The following testimony was provided to the PEBP Board by NFA Legislative Liaison Kent Ervin, on behalf of NFA:
The Nevada Faculty Alliance (NFA) is the statewide association of faculty at all eight NSHE institutions, most of whom participate in the Public Employees’ Benefits Program along with other state employees. We are the state affiliate of the American Association of University Professors.
The NFA appreciates the efforts of PEBP to protect program interests via subrogation efforts when a third party may be responsible for medical expenses incurred by PEBP. We also strongly agree with the part of the regulation that says the out-of-pocket medical costs for the participant should be covered first and in whole from any recovery.

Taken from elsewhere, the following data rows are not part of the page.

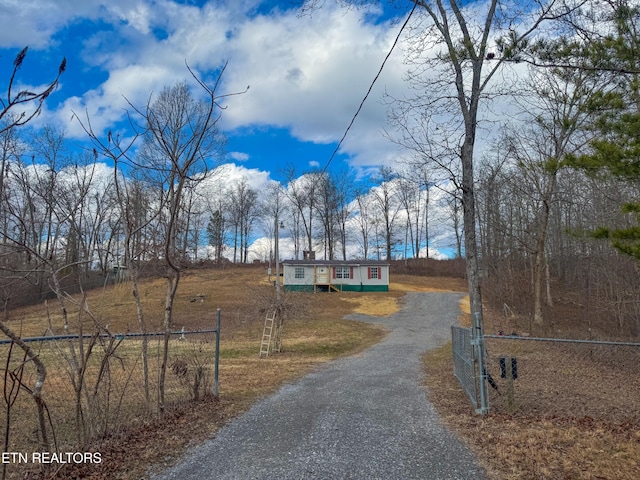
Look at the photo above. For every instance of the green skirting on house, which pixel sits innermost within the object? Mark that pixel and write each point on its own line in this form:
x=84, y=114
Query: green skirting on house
x=344, y=288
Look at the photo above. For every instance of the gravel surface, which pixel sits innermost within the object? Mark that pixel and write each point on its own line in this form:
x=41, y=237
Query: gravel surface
x=362, y=417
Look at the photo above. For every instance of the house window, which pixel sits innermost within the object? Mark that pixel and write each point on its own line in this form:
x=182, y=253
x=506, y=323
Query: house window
x=343, y=272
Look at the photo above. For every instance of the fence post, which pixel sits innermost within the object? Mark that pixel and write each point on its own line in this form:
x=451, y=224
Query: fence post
x=215, y=375
x=478, y=341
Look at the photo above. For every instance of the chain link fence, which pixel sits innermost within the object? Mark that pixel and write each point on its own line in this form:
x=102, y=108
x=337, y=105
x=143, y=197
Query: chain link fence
x=550, y=377
x=554, y=377
x=96, y=386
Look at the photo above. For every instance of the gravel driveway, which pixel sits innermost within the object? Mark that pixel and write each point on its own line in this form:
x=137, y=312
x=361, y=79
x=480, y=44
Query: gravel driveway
x=362, y=417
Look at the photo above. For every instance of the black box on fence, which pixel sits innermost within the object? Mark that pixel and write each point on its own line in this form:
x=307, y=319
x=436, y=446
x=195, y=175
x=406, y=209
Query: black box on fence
x=514, y=367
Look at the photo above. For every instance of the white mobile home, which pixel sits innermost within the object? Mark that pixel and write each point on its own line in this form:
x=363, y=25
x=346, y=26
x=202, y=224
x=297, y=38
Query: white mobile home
x=337, y=275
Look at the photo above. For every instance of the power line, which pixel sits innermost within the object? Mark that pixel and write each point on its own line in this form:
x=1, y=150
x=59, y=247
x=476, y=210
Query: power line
x=415, y=4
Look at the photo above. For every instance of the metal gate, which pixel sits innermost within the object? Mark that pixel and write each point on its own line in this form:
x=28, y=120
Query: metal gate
x=468, y=366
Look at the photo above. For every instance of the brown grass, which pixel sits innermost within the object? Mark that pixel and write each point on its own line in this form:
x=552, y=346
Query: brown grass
x=316, y=334
x=545, y=436
x=575, y=413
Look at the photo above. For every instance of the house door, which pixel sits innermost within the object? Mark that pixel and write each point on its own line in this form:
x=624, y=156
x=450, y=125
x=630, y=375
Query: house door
x=322, y=275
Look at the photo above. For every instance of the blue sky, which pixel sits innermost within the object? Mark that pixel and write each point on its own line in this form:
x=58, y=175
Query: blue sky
x=307, y=73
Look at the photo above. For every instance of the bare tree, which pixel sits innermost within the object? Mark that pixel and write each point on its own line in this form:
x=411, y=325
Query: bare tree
x=19, y=108
x=182, y=140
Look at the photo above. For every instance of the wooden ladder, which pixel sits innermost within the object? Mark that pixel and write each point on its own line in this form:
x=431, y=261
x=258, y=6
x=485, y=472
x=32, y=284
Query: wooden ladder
x=265, y=344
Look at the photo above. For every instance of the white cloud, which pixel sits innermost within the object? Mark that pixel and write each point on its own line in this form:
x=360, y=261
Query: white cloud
x=239, y=156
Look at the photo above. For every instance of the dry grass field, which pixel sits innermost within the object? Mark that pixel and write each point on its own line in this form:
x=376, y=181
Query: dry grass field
x=574, y=414
x=531, y=441
x=315, y=333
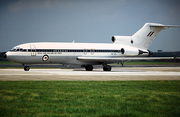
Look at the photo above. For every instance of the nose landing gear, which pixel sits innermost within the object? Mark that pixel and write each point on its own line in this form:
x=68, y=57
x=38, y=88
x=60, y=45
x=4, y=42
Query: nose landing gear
x=26, y=67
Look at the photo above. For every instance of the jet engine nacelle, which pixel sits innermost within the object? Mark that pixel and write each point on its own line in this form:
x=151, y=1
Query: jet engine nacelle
x=135, y=52
x=125, y=40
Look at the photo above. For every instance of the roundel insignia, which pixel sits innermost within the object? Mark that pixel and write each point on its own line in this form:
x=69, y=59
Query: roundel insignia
x=45, y=57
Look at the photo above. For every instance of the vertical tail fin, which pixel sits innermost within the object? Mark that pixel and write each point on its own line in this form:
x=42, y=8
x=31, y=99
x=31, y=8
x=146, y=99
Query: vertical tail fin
x=146, y=35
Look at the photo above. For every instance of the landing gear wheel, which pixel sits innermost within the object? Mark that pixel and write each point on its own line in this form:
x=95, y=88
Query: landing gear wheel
x=89, y=67
x=107, y=68
x=26, y=68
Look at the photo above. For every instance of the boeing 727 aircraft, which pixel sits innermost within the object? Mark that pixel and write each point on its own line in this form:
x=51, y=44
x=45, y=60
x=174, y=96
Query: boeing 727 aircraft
x=123, y=48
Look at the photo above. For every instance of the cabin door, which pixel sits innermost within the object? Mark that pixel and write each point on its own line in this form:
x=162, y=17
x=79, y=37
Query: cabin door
x=33, y=50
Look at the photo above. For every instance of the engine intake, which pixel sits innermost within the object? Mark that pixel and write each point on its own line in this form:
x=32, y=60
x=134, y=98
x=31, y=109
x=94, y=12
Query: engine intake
x=135, y=52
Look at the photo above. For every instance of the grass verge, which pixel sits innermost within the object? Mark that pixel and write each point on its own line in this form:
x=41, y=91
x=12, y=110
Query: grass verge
x=90, y=98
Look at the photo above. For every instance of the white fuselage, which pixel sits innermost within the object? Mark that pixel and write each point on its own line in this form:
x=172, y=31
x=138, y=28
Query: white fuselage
x=63, y=53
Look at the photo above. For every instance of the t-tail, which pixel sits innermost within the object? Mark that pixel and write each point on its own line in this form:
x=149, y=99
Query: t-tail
x=143, y=38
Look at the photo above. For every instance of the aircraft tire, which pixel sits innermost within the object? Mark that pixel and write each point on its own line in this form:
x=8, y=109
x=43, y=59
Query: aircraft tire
x=107, y=68
x=89, y=67
x=26, y=68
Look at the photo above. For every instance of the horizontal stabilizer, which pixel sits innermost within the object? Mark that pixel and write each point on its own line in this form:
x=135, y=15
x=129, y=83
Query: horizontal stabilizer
x=161, y=25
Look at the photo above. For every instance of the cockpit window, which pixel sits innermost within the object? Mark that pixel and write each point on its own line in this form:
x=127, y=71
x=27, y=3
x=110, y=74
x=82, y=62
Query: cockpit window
x=16, y=49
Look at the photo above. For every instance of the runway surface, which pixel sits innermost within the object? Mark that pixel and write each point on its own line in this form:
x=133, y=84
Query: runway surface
x=117, y=73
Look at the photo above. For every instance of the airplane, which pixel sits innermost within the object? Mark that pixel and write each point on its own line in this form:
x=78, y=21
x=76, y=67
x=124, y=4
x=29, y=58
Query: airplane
x=123, y=48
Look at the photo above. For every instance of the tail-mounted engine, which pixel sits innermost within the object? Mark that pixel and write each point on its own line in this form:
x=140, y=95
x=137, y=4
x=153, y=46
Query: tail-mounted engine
x=135, y=52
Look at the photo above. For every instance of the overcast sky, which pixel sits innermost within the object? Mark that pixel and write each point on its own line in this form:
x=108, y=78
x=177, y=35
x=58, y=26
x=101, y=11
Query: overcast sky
x=94, y=21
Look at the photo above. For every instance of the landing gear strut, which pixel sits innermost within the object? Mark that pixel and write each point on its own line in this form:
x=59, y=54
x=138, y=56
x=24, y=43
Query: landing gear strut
x=26, y=68
x=106, y=67
x=89, y=67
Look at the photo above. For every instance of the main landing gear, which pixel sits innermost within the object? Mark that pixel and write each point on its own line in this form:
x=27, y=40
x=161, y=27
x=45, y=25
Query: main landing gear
x=26, y=67
x=105, y=67
x=89, y=67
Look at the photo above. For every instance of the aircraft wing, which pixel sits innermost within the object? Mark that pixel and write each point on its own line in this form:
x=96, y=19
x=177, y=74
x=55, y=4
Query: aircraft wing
x=121, y=59
x=163, y=26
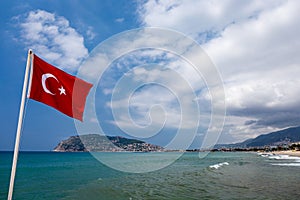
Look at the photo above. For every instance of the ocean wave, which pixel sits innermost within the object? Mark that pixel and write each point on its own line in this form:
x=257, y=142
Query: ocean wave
x=283, y=157
x=287, y=164
x=217, y=166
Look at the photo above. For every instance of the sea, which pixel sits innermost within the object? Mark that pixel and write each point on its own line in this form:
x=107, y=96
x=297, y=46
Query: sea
x=218, y=175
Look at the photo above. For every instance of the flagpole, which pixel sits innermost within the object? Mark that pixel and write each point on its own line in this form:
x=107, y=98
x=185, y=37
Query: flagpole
x=19, y=128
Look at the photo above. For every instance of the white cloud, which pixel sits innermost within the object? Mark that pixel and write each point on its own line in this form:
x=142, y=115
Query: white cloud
x=254, y=44
x=52, y=37
x=200, y=18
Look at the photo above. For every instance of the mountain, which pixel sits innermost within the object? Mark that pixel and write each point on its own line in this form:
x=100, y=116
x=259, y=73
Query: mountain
x=274, y=138
x=98, y=143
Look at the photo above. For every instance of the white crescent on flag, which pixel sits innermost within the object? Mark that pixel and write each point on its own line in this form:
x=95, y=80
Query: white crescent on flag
x=44, y=78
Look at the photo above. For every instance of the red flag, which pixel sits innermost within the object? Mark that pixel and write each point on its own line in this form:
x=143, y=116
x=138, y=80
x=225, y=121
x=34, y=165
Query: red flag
x=58, y=89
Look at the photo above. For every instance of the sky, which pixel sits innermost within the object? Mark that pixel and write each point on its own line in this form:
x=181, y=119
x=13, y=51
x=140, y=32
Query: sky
x=253, y=45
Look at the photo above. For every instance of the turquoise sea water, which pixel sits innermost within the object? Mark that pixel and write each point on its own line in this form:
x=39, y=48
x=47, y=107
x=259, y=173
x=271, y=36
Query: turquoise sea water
x=217, y=176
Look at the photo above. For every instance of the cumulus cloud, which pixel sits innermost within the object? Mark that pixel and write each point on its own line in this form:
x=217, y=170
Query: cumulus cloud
x=255, y=46
x=52, y=37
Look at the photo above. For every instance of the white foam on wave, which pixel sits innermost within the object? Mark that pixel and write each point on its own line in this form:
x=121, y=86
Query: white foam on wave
x=217, y=166
x=287, y=164
x=284, y=157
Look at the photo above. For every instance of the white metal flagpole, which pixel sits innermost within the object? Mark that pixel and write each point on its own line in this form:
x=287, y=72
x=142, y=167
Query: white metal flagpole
x=20, y=121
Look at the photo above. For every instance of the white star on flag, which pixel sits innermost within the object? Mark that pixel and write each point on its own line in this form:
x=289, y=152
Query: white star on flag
x=62, y=90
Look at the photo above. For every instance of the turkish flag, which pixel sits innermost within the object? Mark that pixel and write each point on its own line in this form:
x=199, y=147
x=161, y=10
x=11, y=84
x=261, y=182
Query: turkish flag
x=58, y=89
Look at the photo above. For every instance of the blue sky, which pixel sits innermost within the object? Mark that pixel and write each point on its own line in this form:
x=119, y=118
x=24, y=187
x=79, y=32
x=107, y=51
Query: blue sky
x=253, y=44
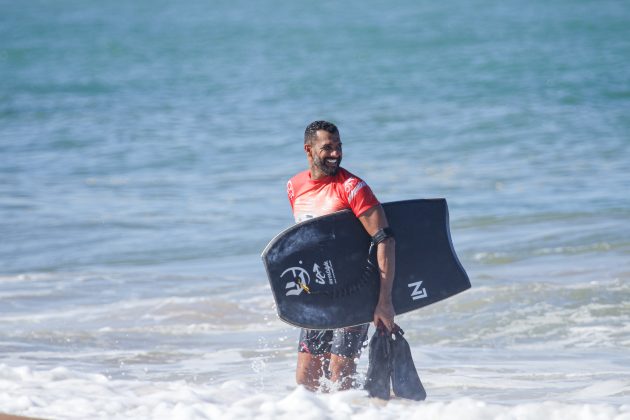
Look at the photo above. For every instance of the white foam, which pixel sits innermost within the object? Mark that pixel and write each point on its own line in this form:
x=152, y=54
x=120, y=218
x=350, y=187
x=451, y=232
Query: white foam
x=61, y=393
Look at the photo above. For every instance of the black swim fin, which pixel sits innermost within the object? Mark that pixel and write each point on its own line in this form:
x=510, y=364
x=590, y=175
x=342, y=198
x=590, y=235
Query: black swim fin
x=405, y=380
x=380, y=366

We are however concerned that the subrogation actions by the lawyers hired by Healthscope can at times be overly aggressive, particularly when the party being pursued is the participant or a close relative or their own insurance companies. When a participant buys homeowners or automotive liability insurance, they are doing it to protect themselves, not to protect PEBP or to lower PEBP premiums for others. The examples provided in the Board packet sound innocuous—involving traffic accidents with an unrelated third party at fault. However, the proposed regulations allow subrogation actions against, say, the grandmother of a PEBP participant’s covered child when a simple accident (neither intentional nor negligent) occurred in her home. Should PEBP and by extension the State as employer really be pursuing such a case? It is questionable whether the applicable statute actually was intended to apply to first party coverage, since it refers to legal liability rather than contractual liability created by purchase of an insurance policy.

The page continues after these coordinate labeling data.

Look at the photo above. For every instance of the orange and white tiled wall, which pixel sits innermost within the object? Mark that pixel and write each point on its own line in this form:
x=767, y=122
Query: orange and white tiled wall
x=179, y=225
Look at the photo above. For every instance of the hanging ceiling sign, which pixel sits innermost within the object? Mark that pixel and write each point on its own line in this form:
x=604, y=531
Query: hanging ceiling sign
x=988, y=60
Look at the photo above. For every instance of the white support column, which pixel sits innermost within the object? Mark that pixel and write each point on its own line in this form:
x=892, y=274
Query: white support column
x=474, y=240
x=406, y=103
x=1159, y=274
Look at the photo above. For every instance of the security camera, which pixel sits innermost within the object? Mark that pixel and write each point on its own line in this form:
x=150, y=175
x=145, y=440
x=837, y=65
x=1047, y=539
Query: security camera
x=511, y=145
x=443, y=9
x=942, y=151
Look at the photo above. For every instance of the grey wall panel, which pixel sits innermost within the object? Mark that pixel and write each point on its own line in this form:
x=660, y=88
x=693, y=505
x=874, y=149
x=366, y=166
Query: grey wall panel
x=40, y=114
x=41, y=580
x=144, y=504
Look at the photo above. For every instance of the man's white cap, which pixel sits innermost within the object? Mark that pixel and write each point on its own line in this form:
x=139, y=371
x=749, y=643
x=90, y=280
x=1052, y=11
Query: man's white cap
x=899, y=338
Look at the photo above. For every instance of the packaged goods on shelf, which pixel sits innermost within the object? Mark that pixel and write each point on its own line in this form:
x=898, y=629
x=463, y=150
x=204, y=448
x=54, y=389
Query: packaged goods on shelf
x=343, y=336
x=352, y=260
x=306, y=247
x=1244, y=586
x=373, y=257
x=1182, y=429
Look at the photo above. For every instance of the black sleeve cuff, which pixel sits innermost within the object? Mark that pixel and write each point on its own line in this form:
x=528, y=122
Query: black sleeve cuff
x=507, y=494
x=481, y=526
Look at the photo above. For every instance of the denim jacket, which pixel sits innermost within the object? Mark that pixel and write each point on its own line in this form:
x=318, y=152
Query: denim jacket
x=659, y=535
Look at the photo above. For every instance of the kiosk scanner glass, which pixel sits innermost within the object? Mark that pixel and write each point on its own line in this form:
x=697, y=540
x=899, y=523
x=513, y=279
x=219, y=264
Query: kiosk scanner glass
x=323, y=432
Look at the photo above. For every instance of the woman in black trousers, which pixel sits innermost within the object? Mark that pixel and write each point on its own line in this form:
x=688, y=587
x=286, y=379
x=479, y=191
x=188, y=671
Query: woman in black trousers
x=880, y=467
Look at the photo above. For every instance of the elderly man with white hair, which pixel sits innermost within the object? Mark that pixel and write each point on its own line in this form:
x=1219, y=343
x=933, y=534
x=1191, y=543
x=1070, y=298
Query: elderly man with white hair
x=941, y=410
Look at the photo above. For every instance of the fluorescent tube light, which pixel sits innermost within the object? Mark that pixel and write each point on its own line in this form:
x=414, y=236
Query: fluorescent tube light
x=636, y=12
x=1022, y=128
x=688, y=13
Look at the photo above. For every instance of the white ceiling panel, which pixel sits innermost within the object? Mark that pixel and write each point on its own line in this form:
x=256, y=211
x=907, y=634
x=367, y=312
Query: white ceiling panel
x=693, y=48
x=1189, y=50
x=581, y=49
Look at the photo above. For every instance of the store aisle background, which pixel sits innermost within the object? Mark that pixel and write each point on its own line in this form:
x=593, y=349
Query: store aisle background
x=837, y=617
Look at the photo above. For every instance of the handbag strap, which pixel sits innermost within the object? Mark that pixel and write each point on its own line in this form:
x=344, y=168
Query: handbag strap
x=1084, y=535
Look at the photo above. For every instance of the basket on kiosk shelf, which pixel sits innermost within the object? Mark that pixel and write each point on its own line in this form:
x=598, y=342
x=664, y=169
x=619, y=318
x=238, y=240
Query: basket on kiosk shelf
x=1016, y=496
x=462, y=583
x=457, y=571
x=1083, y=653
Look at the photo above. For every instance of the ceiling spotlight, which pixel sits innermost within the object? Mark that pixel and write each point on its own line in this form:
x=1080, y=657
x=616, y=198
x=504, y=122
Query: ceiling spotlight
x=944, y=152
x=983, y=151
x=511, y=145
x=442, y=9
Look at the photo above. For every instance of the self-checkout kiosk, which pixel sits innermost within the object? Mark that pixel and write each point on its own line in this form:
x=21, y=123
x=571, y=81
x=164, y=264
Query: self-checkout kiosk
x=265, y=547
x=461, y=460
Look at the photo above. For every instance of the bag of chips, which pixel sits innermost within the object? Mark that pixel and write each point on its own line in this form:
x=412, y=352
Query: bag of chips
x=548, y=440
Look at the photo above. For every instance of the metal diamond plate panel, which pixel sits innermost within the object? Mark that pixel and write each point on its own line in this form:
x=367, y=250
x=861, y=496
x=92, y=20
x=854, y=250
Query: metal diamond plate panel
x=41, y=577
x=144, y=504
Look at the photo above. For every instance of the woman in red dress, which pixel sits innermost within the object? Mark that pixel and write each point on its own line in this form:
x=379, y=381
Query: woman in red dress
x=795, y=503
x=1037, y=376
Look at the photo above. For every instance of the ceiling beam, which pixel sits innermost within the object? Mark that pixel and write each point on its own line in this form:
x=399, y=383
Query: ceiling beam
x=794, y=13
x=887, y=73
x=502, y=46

We recommend that the Board restrict the subrogation efforts to third party coverages only. A minimum alternative would be to create a policy to evaluate the merit of cases against participants or their close relatives. The decision to pursue a subrogation case should not be primarily based on money potential by Healthscope’s “vendors”—their hired lawyers—as it is described on page 12 of the Health Claims Auditors report (agenda item 4.3).